Chattychoo · 18/04/2026 11:50

I am a cleaner , I am half semployed half self employed. I charge £15 an hour(north west) , some I provide cleaning products some they provide.
I last increased my rates 3 years ago but now employ my daughter a few hours a week.
I have a few clients I travel to (20 mile round trip) and due to inflation, fuel and general increased prices thought it was time for a price increase.
i have googled and tried to find what the general prices people charge and I don't want to overcharge anyone.
i have sent a couple of clients that I travel to an email raising to £17.50 an hour but it's not going down well. I haven't heard off one but the other has questioned it . I stated costs have risen and did mention fuel which I probably shouldn't have.
Ive been asked to re consider as it's now coming back down but all my other costs have gone up, insurance , minimum wage even cost of washing my cloths , even my rent so now I don't know how to reply , I feel I'm overcharging and wish I'd never mentioned it!

OP posts:
Ookl · 18/04/2026 17:34

yanbu, raise and if it’s a problem for them replace them, as you’re full etc hopefully it won’t be too much work, advertise on fb groups etc that you have openings. I’m in north Scotland, it’s £20 an hour here.

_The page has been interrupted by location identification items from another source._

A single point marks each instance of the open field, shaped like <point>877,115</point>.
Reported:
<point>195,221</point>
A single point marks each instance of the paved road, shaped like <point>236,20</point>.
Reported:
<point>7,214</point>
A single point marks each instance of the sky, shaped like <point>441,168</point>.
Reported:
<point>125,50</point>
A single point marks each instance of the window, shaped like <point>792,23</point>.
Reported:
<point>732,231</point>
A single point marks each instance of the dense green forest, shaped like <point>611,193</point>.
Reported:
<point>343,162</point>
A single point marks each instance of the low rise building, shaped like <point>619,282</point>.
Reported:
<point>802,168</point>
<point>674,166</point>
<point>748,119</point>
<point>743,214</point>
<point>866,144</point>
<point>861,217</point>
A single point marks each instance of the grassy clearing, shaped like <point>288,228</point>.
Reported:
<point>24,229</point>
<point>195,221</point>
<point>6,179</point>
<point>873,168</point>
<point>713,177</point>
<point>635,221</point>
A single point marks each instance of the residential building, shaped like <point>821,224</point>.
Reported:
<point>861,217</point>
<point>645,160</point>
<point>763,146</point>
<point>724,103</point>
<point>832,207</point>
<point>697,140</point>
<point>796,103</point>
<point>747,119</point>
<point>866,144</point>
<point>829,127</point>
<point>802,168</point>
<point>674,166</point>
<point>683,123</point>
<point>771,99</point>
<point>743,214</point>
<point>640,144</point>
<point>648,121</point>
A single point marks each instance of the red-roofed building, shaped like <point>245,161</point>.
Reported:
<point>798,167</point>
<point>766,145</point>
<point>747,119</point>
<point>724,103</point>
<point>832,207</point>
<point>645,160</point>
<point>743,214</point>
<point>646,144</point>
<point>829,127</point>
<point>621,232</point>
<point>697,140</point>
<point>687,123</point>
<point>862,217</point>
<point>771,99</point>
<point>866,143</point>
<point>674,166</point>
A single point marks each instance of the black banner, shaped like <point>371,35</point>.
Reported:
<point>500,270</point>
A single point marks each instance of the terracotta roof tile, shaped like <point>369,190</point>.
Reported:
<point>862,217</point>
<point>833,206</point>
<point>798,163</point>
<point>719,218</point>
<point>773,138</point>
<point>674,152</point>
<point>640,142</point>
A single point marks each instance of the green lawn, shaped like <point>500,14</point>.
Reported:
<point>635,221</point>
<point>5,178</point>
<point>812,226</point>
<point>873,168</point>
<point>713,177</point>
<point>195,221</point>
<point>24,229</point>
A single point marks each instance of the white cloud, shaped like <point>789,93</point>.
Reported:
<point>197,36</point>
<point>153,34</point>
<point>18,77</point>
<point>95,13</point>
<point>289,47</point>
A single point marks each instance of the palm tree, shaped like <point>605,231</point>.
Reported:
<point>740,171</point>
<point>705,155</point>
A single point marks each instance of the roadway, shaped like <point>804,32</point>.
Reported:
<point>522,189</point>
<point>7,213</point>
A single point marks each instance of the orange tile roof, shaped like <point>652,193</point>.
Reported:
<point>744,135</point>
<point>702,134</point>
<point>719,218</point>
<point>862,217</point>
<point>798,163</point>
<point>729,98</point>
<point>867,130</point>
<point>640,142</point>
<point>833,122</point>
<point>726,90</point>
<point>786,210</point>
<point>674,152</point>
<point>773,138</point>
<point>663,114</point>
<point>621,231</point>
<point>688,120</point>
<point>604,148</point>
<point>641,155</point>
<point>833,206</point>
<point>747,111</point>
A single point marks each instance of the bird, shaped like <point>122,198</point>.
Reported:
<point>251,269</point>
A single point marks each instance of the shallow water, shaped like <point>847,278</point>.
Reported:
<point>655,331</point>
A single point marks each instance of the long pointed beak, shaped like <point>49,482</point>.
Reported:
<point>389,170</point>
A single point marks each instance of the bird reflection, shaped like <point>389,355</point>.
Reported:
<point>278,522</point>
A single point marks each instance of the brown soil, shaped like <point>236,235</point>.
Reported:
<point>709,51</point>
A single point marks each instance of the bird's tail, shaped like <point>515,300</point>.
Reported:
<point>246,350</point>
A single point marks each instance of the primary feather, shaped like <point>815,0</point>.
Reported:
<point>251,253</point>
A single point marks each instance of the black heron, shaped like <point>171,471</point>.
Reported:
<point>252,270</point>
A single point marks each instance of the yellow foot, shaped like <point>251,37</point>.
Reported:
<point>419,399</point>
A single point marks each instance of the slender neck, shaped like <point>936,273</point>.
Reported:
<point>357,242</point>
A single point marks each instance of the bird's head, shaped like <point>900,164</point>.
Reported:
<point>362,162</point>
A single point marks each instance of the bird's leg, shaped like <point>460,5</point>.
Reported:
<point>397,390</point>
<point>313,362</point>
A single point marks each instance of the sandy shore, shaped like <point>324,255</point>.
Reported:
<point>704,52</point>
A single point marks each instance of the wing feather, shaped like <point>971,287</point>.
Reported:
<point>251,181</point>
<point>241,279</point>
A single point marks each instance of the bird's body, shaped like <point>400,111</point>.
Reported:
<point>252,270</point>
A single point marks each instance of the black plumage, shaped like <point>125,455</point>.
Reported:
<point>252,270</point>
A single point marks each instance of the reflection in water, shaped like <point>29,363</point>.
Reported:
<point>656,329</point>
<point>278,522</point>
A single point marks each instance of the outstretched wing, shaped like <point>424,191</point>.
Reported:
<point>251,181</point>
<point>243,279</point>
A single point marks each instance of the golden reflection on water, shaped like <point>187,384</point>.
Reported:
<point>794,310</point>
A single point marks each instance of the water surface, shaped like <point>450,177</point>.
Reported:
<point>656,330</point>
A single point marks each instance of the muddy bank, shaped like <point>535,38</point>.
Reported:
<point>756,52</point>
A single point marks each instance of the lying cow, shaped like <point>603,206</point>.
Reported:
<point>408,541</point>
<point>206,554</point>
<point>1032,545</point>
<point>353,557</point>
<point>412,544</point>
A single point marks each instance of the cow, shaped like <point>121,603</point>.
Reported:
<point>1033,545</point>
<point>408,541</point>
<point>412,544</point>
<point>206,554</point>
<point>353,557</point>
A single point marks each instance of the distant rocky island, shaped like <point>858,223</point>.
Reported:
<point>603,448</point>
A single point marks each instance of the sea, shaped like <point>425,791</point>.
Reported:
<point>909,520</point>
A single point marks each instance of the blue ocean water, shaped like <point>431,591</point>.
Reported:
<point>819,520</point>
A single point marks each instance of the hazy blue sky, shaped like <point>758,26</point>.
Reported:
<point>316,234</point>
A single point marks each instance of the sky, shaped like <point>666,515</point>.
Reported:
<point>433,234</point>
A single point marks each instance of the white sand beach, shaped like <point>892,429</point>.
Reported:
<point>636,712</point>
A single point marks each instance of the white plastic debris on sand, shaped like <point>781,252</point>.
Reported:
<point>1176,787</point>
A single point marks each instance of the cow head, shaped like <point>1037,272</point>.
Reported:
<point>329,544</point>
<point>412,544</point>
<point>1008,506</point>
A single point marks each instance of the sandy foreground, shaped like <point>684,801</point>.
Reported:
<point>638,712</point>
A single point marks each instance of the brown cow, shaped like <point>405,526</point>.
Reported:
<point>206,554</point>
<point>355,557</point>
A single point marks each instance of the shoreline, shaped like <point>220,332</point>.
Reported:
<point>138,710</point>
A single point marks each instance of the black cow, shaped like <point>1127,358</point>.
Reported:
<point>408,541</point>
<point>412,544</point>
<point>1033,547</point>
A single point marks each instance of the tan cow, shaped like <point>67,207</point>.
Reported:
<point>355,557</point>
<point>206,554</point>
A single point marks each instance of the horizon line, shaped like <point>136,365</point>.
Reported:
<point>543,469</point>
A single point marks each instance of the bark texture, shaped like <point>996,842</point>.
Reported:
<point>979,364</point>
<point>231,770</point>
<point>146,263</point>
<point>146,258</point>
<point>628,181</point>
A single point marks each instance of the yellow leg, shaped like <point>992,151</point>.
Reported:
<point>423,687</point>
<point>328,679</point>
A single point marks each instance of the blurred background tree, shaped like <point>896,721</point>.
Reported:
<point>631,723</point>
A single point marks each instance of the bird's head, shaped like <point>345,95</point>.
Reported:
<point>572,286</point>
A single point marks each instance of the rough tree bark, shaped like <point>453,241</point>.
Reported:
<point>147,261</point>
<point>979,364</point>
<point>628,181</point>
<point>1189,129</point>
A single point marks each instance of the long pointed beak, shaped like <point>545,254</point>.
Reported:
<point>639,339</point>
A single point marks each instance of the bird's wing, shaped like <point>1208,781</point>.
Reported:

FoxandDuck · 18/04/2026 17:37

My cleaner told me she was putting her prices up on Friday. I’ve been expecting it since Christmas as she hadn’t put her prices up for at least twelve months and we all know prices are soaring. She has always put her prices up by £1 each time, possibly, like you, for ease but this means that it’s been over 5% each time. My pay rises have been nothing like that so she is now costing a greater amount of my income than she did when I first had her. This time, it may be the straw that breaks the camel’s back but, if it is, it will be because I can no longer afford a cleaner. I don’t expect her to charge me less when I am sure there are others who would be prepared to pay her increased rates.

TheBeaTgoeson1 · 18/04/2026 17:37

@HoldinguphalftheskyYou’re wilfully misunderstanding me.

Thats what people will be thinking, not she’s doing. HENCE regardless of whether it’s true.

But hey, don’t let the truth get in the way of a good story.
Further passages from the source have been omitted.